Blockchain Tokens
Tokens are an integral part of the incentive scheme of permissionless Blockchains. They encourage a disparate group of people who do not know or trust each other to organize themselves around the purpose of a specific Blockchain or decentralized app.
- Cryptocurrencies are fungible stores of value that can be transferred P2P without a bank or any other middle man.
- Object of speculation (Network Economics) – When a token appreciates in value, it draws the attention of early speculators, developers and entrepreneurs. They become stakeholders in the protocol itself and are financially invested in its success. Then some of these early adopters, perhaps financed in part by the profits of getting in at the start, build products and services around the protocol, recognizing that its success would further increase the value of their tokens.
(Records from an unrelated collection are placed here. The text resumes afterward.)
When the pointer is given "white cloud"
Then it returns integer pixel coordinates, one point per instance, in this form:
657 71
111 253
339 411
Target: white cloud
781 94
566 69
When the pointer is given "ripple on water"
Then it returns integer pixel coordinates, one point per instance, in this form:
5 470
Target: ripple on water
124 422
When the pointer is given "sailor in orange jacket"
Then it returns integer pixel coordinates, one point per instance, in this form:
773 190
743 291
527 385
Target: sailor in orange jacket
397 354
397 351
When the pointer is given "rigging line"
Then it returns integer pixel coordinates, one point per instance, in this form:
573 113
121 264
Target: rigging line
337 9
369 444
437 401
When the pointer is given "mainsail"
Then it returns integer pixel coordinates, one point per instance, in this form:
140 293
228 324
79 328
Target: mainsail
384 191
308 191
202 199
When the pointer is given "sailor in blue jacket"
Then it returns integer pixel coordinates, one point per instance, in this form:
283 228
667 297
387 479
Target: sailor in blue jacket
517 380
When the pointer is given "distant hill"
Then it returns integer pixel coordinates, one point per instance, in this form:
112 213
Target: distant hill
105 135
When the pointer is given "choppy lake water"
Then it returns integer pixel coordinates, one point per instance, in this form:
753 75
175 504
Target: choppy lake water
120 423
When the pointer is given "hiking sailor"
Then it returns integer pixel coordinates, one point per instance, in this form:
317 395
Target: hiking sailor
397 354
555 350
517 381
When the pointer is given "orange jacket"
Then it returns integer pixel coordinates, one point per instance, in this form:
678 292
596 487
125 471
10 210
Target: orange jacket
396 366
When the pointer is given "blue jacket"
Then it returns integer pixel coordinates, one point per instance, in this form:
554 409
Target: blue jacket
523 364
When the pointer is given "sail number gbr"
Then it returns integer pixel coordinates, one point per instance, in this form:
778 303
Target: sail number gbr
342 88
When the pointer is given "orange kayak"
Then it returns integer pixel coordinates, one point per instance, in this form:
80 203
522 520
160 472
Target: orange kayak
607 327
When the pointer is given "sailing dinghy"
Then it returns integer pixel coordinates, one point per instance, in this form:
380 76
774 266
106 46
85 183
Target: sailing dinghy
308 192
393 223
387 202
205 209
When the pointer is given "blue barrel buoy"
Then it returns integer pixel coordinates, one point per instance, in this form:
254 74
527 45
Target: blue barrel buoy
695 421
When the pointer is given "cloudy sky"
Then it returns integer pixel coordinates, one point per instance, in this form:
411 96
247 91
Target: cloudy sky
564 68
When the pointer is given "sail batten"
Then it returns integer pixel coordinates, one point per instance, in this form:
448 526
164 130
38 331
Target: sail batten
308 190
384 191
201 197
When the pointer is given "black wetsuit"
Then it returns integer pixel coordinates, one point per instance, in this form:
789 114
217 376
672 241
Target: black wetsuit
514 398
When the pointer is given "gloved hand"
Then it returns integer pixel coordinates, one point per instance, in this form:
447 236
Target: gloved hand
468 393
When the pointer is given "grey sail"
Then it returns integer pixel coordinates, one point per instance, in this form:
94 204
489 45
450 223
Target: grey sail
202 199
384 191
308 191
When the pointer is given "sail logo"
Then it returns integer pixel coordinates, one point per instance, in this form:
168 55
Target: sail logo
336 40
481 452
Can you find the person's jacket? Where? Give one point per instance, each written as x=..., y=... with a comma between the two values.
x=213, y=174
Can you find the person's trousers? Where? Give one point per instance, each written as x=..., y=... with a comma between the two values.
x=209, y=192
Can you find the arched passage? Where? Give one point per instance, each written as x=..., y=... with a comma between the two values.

- A Token is needed to pay for usage of the network:- Bitcoin (transactions)
– Ether (computing power)
– Sia (file storage)
Tokens are fuel of network used to reward stakeholders for network services and make network attack resistant.
Disrupting Organizations
Blockchain Token can replace traditional organization of a group of people bound together by a legal entity and formal contracts with decentralized autonomous organizations powered by cryptographic tokens (incentives) and fully transparent rules that are written into the protocol software.
Types of tokens
Blockchain Tokens are an entirely new economic concept. Describing new concepts with terminologies from an old system is hard. There are many different ways to distinguish roles and types of tokens. We chose the following: Usage tokens, Work tokens, Asset-backed tokens.